静かな町の中心に、古い踏切があった。時折、電車が通るたびに鳴る警報音と、真っ赤な遮断機が上がるのを待つ。だが、この踏切はひとつだけ、いつも不思議だった。どんなに待っても、遮断機が上がらない、開かずの踏切と呼ばれている場所があった。

その踏切の名は、「高見踏切」。町の人々の間では、ただの事故や機械の不調だと思われていたが、誰もその理由を詳しく知らない。特に、電車が通らない時間帯、つまり昼下がりや夜の時間帯には、どこからともなく妙な静けさが漂っていた。

その町に住む田島美咲(たじま みさき)は、そんな踏切の近くにある小さなカフェで働いていた。カフェの窓から見えるその踏切は、彼女の日常の一部となっていた。いつも音もなく、ただ赤いライトが点滅しているだけで、その不気味な雰囲気を漂わせていた。

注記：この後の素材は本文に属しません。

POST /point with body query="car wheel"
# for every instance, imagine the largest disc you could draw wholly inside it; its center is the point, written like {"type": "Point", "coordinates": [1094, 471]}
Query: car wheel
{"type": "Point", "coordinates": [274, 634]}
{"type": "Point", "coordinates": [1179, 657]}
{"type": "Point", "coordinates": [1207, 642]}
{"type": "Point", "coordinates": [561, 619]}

美咲は一度、その踏切について聞いてみたことがあった。常連客である中年の男性、森田さんに。

「高見踏切、知ってるか?」

森田さんはゆっくりとカップを置いて、しばらく沈黙した。彼の目が一瞬、遠くを見つめたような気がした。

「もちろんだ。あそこは昔から、開かずの踏切と言われてるんだよ。でも、昔はもっと怖い噂があったんだ。」

美咲は少し驚いた。普段は、穏やかな顔をしている森田さんが、あんなに神妙な表情をするとは思わなかった。

「噂って、どんな?」

森田さんは声をひそめて、まるで誰かに聞かれているかのように言った。

「昔、あそこに住んでいた家族が事故に遭ったんだ。家族全員が列車に轢かれたって言う話だ。その後、あの踏切はおかしくなったってな。」

美咲はその話を聞いたとき、寒気が背筋を走った。事故というのは何度も聞いたことがあったが、それが原因で踏切が「開かずの踏切」となったというのは、あまりにも信じがたい話だった。まるで、町に隠された秘密のように感じられた。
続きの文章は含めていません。